Tuesday, July 18, 2017

The Music of Samuel Barber

This month Clef Notes is looking at a few composers known for their work in American music history. Samuel Barber (1910–1981) is the perfect example of a composer who played a significant role in American music during the mid-twentieth century. He wrote in just about every genre and was known to create a style similar to that of the Romantic period rather than that of the modernists who surrounded him. Besides composing, he was also known as a singer and a pianist.

Barber first came to prominence in the late 1930s after Toscanini performed the second movement of his string quartet with the NBC Symphony Orchestra. That movement today is known as his Adagio for Strings and is often heard in film or settings where grief is the prominent mood.

In 1958, Barber won his first Pulitzer Prize for the opera Vanessa. Later, in 1962, he won a second Pulitzer Prize for his Piano Concerto. Do you know this work? Listen here.

Thursday, July 13, 2017

Scott Joplin's Maple Leaf Rag

If you enjoy ragtime music, then you’ve most certainly heard of Scott Joplin (1867–1917). Joplin was a African American composer and pianist who was the leading ragtime composer of his day. Ragtime was a popular style in music at the turn of the nineteenth century that was known for its syncopated rhythms played against a regular bass. While it contains European aspects in its form and harmony, its rhythms are rooted in African music history.

Joplin grew up with musical parents and taught himself to play piano as a boy. He went on to organize a touring vocal group and later, a band. His first major publication and perhaps his most popular work was Maple Leaf Rag, a piano rag that most Americans have heard, whether or not they know who to attribute it to.

What’s your favorite piano rag?

Tuesday, July 11, 2017

The Music of Erich Korngold

Even though Erich Korngold (1897–1957) was born in Europe, he can be considered a great American composer who impacted the history of the film industry in Hollywood.
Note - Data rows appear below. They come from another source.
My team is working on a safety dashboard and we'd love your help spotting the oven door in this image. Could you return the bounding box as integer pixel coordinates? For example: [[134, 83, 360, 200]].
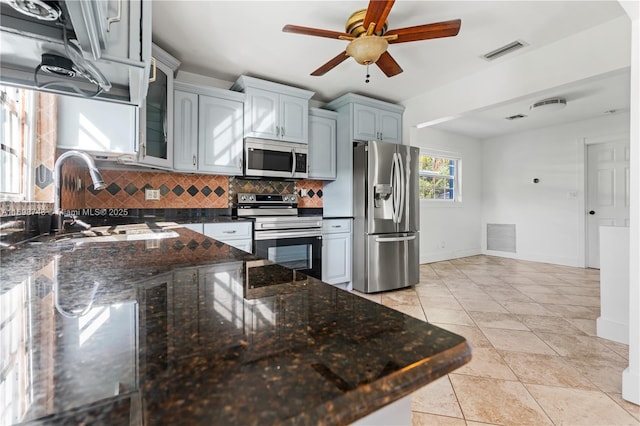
[[253, 229, 321, 279], [244, 138, 308, 179]]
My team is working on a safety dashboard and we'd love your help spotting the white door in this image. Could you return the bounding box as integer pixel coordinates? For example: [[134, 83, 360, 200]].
[[586, 140, 630, 268]]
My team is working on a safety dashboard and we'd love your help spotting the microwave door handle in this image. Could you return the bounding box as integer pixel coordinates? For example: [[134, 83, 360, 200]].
[[291, 148, 296, 177]]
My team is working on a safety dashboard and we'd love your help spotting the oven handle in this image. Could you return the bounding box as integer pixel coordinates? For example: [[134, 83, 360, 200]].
[[256, 221, 322, 230], [254, 229, 322, 240]]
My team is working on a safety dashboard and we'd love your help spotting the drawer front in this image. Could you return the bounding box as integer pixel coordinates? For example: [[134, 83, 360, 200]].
[[204, 222, 253, 240], [322, 219, 352, 234]]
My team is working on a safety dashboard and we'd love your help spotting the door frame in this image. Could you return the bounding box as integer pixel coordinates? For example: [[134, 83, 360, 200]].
[[583, 133, 630, 268]]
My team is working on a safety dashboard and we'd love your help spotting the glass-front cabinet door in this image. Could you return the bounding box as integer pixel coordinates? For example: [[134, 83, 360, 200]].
[[138, 45, 180, 169]]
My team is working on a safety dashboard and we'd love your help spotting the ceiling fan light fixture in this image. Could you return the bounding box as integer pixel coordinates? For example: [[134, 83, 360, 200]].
[[346, 36, 388, 65]]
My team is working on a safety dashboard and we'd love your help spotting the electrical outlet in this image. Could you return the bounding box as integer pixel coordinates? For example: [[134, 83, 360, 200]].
[[145, 189, 160, 201]]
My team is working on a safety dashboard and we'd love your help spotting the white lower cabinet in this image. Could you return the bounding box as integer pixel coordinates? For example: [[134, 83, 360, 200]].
[[204, 222, 253, 253], [322, 219, 352, 288]]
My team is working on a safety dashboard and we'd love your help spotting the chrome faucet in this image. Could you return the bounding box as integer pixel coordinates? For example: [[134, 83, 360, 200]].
[[52, 150, 106, 233]]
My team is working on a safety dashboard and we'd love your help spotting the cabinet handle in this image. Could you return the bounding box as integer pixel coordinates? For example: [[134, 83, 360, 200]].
[[276, 126, 280, 137], [281, 127, 285, 137], [106, 0, 122, 31], [141, 142, 146, 158], [223, 230, 237, 234], [148, 57, 157, 83], [331, 225, 342, 228], [193, 155, 196, 166]]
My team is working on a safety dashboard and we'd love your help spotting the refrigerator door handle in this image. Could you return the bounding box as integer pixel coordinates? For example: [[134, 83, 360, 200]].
[[390, 152, 398, 223], [375, 235, 417, 243], [397, 151, 405, 224]]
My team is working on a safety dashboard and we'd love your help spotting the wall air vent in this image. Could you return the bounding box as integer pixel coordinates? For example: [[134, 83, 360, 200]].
[[482, 40, 528, 61], [487, 224, 516, 252], [505, 114, 527, 121]]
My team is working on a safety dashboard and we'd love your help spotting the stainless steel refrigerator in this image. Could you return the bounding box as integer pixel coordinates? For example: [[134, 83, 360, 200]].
[[353, 140, 419, 293]]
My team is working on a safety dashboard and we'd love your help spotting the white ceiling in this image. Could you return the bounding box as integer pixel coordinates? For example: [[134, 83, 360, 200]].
[[152, 0, 630, 138]]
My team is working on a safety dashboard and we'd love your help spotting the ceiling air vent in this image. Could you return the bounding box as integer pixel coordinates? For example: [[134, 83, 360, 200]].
[[505, 114, 527, 121], [482, 40, 528, 61]]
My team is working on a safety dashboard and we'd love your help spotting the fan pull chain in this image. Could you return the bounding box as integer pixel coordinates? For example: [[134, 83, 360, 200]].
[[365, 64, 370, 83]]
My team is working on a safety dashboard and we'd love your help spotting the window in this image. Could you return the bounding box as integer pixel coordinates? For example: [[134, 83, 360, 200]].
[[0, 85, 35, 200], [418, 152, 461, 201]]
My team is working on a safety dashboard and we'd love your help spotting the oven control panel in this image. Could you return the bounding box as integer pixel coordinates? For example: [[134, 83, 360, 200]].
[[237, 193, 298, 206]]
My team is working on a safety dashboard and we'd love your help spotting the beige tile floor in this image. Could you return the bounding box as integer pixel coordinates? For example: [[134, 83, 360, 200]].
[[354, 255, 640, 426]]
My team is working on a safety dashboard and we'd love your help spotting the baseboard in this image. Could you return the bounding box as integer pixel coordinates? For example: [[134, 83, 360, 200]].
[[623, 367, 640, 405], [481, 249, 584, 268], [420, 248, 482, 264], [596, 317, 629, 344]]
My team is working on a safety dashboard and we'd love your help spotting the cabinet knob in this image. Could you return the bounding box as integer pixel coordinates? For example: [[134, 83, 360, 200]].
[[193, 155, 196, 166]]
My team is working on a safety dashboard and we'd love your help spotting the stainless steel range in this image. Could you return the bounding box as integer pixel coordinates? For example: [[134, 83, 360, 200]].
[[237, 193, 322, 279]]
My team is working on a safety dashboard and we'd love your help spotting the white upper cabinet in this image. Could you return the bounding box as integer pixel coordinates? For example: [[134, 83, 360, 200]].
[[198, 95, 243, 175], [56, 94, 137, 159], [231, 76, 314, 144], [173, 90, 199, 170], [308, 108, 337, 180], [244, 87, 279, 139], [378, 110, 402, 144], [353, 103, 402, 144], [137, 44, 180, 169], [279, 95, 308, 143], [173, 81, 244, 175]]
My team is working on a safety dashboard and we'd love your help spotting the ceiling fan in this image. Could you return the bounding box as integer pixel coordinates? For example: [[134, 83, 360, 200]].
[[282, 0, 461, 79]]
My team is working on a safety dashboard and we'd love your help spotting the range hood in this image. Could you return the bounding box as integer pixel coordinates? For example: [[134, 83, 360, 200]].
[[0, 0, 152, 106]]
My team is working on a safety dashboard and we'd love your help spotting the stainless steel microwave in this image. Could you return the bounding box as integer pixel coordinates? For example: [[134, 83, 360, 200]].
[[244, 138, 308, 179]]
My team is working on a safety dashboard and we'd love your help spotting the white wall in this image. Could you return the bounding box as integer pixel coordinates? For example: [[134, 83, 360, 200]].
[[619, 0, 640, 406], [481, 112, 630, 267], [412, 128, 483, 264]]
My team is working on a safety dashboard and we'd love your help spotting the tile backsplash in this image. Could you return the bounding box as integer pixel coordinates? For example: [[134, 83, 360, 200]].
[[60, 169, 323, 210]]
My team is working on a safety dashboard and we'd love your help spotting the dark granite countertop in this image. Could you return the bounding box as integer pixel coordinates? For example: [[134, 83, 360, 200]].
[[1, 223, 471, 425]]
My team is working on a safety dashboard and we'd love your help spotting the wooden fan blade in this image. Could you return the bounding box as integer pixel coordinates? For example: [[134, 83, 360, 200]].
[[283, 24, 352, 40], [363, 0, 395, 34], [386, 19, 461, 44], [311, 51, 349, 76], [376, 51, 403, 77]]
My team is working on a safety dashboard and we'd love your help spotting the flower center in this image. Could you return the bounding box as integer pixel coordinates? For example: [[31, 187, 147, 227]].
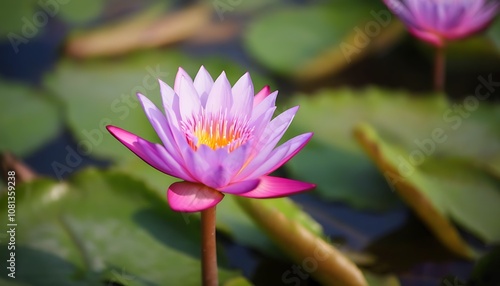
[[182, 111, 253, 152]]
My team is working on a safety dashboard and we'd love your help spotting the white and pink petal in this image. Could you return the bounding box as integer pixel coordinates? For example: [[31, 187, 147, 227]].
[[174, 67, 193, 95], [253, 85, 271, 107], [239, 132, 313, 180], [183, 144, 249, 189], [178, 76, 202, 121], [159, 79, 181, 125], [193, 66, 214, 106], [231, 72, 254, 116], [205, 72, 233, 113], [136, 93, 183, 162]]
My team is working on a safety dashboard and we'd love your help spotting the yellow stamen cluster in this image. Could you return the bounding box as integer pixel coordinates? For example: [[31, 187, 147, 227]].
[[183, 111, 252, 152]]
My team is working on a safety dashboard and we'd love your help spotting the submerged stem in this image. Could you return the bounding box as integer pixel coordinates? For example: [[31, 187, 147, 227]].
[[201, 206, 218, 286], [434, 45, 446, 93]]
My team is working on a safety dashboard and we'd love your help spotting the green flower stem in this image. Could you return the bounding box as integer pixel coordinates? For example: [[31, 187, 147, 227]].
[[434, 45, 446, 93], [201, 205, 218, 286]]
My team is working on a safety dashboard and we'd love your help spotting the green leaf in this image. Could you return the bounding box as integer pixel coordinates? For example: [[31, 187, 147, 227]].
[[286, 88, 444, 210], [289, 88, 449, 152], [0, 169, 241, 285], [355, 124, 500, 257], [286, 88, 500, 210], [244, 1, 401, 80], [43, 50, 273, 162], [0, 79, 61, 156]]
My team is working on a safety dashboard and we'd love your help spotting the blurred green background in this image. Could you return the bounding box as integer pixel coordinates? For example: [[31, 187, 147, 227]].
[[0, 0, 499, 285]]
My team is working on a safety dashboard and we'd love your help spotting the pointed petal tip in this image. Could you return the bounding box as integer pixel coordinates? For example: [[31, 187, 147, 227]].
[[295, 132, 314, 146], [136, 92, 147, 100], [290, 105, 300, 112], [304, 131, 314, 140], [242, 71, 251, 79], [106, 125, 120, 138], [106, 125, 128, 138], [255, 86, 271, 97]]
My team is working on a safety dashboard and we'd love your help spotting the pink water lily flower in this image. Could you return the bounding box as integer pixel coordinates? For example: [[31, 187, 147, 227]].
[[107, 67, 315, 212], [383, 0, 499, 46]]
Korngold was a child prodigy, composing from a very young age and known among the world’s leading composers. After a successful career in Austria, film director Max Reinhardt brought the young man to Hollywood to help with the music for the film version of A Midsummer Night’s Dream (1935). Warner Brothers was so impressed by his work that they hired him to write the score for Captain Blood (1935) followed by Anthony Adverse (1936) for which he won his first Oscar. Korngold was a key composer who helped turn film music into the art form we know it as today. Besides film music, he also is known for his work with opera, symphonies, chamber works, concertos, and more. Listen here to his lovely Oscar-winning score to Robin Hood (1938).

Thursday, July 6, 2017

Sousa's "The Stars and Stripes Forever"

John Philip Sousa is the perfect composer to talk about during the week we celebrate Independence Day in America. Born in Washington DC in 1854, Sousa was raised surrounded by band music. His father played trombone in the U.S. Marine Band and young Sousa began learning band instruments, as well as the violin, by the age of six! When he tried to run away and join a circus band as a teenager, his father found him and put him in the Marine Band.
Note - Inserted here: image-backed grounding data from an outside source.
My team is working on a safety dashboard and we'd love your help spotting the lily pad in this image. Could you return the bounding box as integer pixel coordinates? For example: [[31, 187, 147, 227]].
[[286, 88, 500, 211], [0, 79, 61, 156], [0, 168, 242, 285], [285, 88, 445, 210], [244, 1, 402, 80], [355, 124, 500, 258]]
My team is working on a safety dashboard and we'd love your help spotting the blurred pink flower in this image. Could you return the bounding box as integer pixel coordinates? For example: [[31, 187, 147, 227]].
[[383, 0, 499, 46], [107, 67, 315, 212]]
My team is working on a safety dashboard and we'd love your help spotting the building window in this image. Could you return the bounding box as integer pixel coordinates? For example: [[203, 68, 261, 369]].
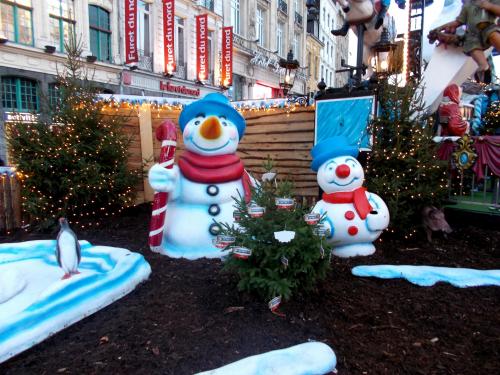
[[292, 33, 299, 58], [175, 17, 185, 68], [1, 77, 39, 111], [330, 71, 333, 86], [256, 8, 264, 47], [0, 0, 33, 45], [325, 68, 329, 85], [207, 30, 214, 84], [48, 0, 75, 52], [200, 0, 214, 12], [48, 83, 61, 108], [231, 0, 240, 35], [320, 65, 324, 80], [138, 1, 151, 57], [277, 22, 284, 57], [89, 5, 111, 62]]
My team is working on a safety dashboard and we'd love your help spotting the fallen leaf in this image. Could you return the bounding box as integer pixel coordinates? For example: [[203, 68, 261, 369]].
[[430, 337, 439, 343], [152, 346, 160, 356], [57, 368, 67, 373], [99, 336, 109, 345]]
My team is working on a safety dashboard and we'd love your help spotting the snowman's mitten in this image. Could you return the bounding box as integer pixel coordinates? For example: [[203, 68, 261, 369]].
[[148, 163, 179, 193], [366, 210, 389, 232]]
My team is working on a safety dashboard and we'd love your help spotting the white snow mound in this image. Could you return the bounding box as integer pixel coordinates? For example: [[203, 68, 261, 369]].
[[197, 342, 337, 375]]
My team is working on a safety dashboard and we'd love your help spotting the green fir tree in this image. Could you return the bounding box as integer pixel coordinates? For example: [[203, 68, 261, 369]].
[[482, 100, 500, 135], [6, 34, 141, 229], [220, 158, 330, 302], [365, 80, 448, 238]]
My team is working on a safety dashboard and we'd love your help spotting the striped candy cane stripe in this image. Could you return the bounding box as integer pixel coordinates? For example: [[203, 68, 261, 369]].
[[162, 140, 177, 147], [149, 227, 164, 237], [152, 205, 168, 216]]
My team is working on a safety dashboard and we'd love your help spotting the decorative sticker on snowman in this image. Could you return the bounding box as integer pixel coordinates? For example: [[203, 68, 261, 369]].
[[310, 136, 390, 258], [148, 93, 254, 260]]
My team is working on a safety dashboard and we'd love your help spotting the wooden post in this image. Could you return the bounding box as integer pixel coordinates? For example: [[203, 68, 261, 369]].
[[0, 174, 5, 233], [4, 174, 13, 232], [138, 103, 155, 203], [11, 174, 22, 228]]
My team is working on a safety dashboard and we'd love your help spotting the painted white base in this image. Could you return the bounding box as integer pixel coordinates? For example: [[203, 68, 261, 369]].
[[196, 342, 337, 375], [0, 240, 151, 363], [332, 243, 376, 258]]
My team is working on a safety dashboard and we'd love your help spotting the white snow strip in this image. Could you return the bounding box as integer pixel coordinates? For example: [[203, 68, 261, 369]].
[[0, 241, 151, 363], [196, 342, 336, 375], [352, 265, 500, 288]]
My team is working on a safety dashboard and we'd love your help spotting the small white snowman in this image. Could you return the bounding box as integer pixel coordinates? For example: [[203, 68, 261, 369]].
[[310, 136, 389, 257], [148, 93, 253, 259]]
At age 21, Sousa left the Marine Band and went on to perform violin and conduct theater orchestras. After marrying his wife several years later, he returned to DC to become the Marine Band leader. He conducted the band for twelve years before starting up his own band, The Sousa Band. With this band, Sousa traveled the world, spreading patriotism wherever he performed. While he did write several operettas, Sousa is mainly remembered for his band music.
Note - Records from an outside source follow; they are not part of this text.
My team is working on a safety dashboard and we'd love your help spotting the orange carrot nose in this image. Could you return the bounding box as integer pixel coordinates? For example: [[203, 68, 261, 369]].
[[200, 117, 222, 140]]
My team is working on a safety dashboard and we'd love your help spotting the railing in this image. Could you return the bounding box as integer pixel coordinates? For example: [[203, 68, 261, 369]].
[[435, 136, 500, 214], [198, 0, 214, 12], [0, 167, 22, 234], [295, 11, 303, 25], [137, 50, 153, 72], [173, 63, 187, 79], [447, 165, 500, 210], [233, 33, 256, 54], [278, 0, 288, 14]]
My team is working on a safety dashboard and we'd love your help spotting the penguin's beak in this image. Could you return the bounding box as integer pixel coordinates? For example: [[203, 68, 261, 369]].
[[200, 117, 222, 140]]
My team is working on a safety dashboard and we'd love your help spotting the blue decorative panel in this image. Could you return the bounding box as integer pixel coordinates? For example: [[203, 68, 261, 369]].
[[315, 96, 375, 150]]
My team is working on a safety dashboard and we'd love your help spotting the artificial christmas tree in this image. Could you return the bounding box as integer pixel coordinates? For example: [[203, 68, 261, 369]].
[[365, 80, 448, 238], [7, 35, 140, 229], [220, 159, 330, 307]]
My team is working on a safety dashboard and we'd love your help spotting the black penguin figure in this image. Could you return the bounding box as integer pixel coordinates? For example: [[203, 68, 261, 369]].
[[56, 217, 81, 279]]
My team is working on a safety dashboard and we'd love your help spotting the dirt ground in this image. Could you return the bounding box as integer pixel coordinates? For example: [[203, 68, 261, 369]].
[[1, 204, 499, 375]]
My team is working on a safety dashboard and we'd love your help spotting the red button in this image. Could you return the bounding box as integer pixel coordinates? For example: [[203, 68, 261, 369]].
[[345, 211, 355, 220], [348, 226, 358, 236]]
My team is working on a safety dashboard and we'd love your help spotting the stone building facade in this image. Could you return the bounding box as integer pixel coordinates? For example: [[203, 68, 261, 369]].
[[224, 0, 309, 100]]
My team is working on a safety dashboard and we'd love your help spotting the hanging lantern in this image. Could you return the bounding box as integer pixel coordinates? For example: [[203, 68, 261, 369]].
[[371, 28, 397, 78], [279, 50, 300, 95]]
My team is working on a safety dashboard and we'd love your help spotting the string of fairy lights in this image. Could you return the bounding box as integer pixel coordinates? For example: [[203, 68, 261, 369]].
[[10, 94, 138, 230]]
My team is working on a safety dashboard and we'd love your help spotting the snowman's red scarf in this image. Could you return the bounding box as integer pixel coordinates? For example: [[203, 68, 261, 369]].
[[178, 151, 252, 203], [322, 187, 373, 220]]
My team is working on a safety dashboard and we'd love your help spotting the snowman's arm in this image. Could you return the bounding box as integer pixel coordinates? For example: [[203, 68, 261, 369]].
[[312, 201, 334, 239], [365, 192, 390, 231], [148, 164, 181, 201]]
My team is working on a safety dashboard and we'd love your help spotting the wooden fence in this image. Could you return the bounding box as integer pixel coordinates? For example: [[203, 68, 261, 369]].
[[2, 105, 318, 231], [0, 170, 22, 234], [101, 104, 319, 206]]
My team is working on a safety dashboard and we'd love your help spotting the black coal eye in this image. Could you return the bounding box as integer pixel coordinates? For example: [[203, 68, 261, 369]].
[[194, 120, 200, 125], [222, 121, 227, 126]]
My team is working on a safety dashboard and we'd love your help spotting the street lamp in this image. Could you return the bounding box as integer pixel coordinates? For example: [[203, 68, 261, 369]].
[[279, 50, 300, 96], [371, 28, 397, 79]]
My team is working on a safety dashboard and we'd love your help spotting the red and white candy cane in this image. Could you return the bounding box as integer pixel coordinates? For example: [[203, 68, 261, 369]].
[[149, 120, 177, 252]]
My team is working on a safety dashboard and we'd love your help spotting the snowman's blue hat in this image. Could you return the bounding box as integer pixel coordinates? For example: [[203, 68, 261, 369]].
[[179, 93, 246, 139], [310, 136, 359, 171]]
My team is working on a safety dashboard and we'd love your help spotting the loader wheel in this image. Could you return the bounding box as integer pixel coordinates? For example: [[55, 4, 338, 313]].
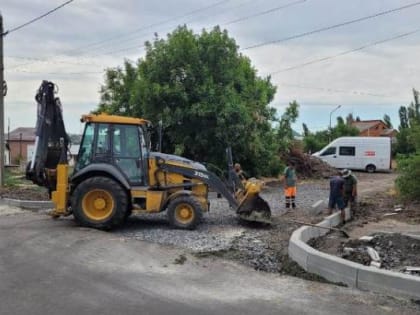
[[72, 176, 128, 230], [167, 196, 203, 230]]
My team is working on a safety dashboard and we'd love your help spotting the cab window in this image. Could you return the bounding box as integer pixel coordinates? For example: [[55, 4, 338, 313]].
[[95, 124, 110, 155], [112, 124, 143, 184], [75, 123, 94, 171]]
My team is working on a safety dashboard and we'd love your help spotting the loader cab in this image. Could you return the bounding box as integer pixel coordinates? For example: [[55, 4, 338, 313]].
[[75, 114, 150, 186]]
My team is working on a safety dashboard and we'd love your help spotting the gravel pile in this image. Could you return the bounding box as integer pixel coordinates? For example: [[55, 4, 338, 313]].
[[117, 182, 330, 274]]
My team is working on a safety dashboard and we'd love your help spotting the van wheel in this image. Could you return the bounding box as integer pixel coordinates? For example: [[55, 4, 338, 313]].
[[366, 164, 376, 173]]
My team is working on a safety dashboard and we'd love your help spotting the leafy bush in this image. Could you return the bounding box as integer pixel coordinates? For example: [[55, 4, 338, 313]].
[[303, 134, 327, 154], [396, 154, 420, 200]]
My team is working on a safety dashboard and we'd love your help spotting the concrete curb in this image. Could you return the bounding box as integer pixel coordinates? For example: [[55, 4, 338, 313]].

“The Stars and Stripes Forever” is perhaps his most famous march and has become symbolic of America and the flag. He wrote the march while feeling homesick on a voyage home from Europe. The piece was such a hit that most people expected to hear it at every Sousa Band concert. It’s ironic that “The Stars and Stripes Forever” ended up being the last piece Sousa conducted before passing away in 1932.